Senior Fellow from October 2010 - March 2011.
Bruce Clarke is Professor of Literature and Science in the Department of English at Texas Tech University. He studies the co-evolution of literary and technoscientific developments in the 19th and 20th centuries, with special interests in systems theory and narrative theory. He was Director of the Center for the Interaction of the Arts and Sciences at Texas Tech University from 1997 to 2003 and President of the Society for Literature, Science, and the Arts from 2006 to 2008. He is currently co-editor of *Configurations: A Journal of Literature, Science, and Technology*. Professor Clarke has published *Allegories of Writing: The Subject of Metamorphosis *(SUNY, 1995); *Dora Marsden and Early Modernism: Gender, Individualism, Science *(Michigan, 1996); *Energy Forms: Allegory and Science in the Era of Classical Thermodynamics *(Michigan, 2001); and *Posthuman Metamorphosis: Narrative and Systems *(Fordham, 2008). He has edited *From Energy to Information: Representation in Science and Technology, Art, and Literature*, with Linda Dalrymple Henderson (Stanford, 2002); *Emergence and Embodiment: New Essays in Second-Order Systems Theory*, with Mark Hansen (Duke, 2009); and the *Routledge Companion to Literature and Science*, with Manuela Rossini (Routledge, 2010). 

Fields of research
Cultural science studies and literature studies (19th century to present); systems theory, actor-network-theory, and narrative theory; cultures of American systems discourse, second order Gaia theory.

IKKM Research Project

Narrative – Media – Systems

My current work centers on a general consideration of narrative form derived from my immediate area of scholarly expertise—literary criticism and theory.
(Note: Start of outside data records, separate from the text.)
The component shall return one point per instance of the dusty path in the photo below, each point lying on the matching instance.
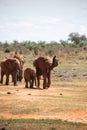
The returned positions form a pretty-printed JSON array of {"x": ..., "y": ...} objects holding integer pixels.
[{"x": 44, "y": 104}]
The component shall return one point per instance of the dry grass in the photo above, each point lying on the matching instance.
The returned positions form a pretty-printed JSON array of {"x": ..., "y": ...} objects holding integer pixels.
[{"x": 63, "y": 100}]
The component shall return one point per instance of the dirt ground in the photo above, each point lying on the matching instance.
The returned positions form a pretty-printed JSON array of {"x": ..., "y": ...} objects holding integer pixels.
[{"x": 63, "y": 100}]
A narrative text in any medium is already and necessarily a semiotic object. The project I will pursue at IKKM, “Narrative – Media – Systems,” further develops my treatment of narrative theory in relation to systems theory in _Posthuman Metamorphosis_ (Fordham 2008) by incorporating insights from media studies, media theory, and medium theory.
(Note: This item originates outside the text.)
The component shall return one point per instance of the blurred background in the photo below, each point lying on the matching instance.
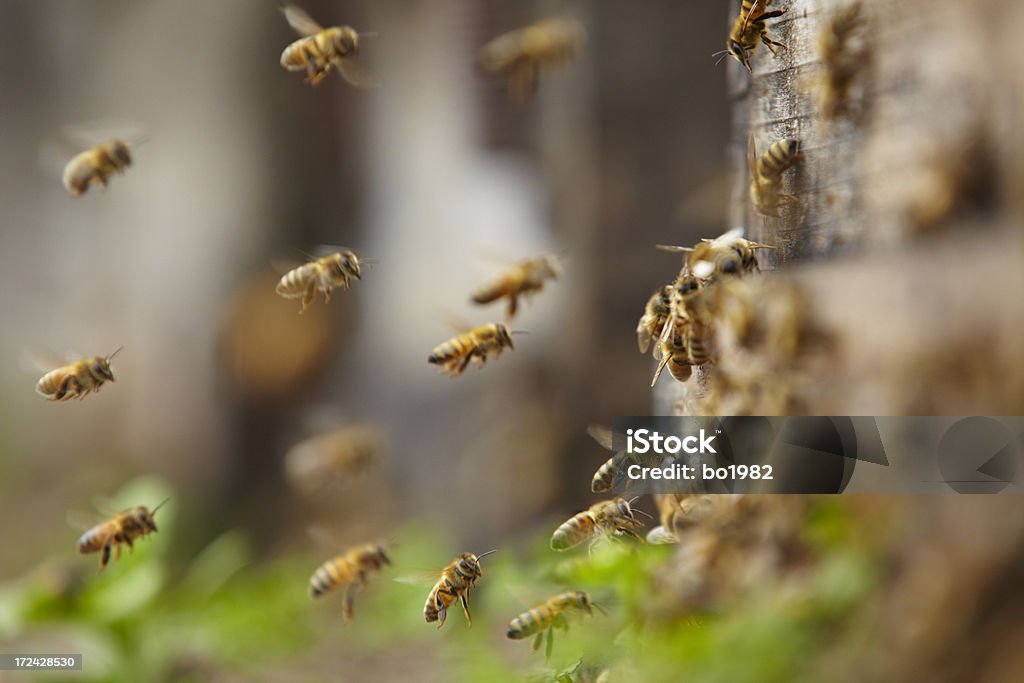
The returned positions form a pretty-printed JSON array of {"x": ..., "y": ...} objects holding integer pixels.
[{"x": 441, "y": 181}]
One of my aims is to contribute to the dialogue between literary and cinematic narratology. One can start from the important differences as well as the structural parallels between the verbal medium of literary narrative and the visual and auditory mediums of the fiction film. The literary medium allows for fluctuations in the mood and voice of the narrating agent, while the medium of cinematic narration draws instead on its own prodigious register of shots, cuts, and ocular attributions, over and above its auditory components. However, both provide a transmedial reservoir for the play of narrative anachrony, discursive modulations in the order of narrative time, and comparable modes of spatial extension for the play of narrative levels. I am particularly concerned to investigate the extent of this correspondence in textual forms despite the radical differences of mediatic elements.
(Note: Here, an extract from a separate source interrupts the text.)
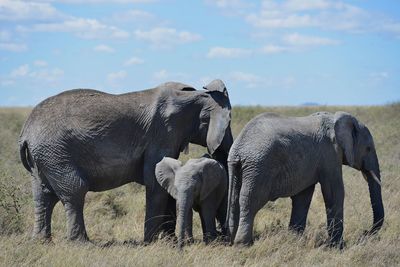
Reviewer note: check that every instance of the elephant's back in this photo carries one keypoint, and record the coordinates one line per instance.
(270, 133)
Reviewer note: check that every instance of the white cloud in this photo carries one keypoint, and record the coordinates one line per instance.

Bringing systems theory in the discussion, I will continue my research into how the forms of self-reference and reentry play basic structural roles for the operations of narrative observation. The observers of narratives may reconstruct the different forms of semiotic distinction made available by specific narrative mediums to produce comparable diegetic intuitions of systemic productions: sights and sounds, affective states, memories, anticipations, and meanings. This mode of approach to narrative mediation aligns the reception and experience of narratives with the wider epistemological constructivism that continues to renovate our general understanding of observation as a creative act.

My overall aim is to develop a detailed synthesis of narratology, media studies, and systems theory, using the form/medium distinction to renegotiate the topics of time and memory. While in residence at the IKKM I will work on a book manuscript, elaborated through close readings of literary and cinematic texts, centered on a form-theoretical approach to the psychical, technological, and social couplings of narrative, media, and systems.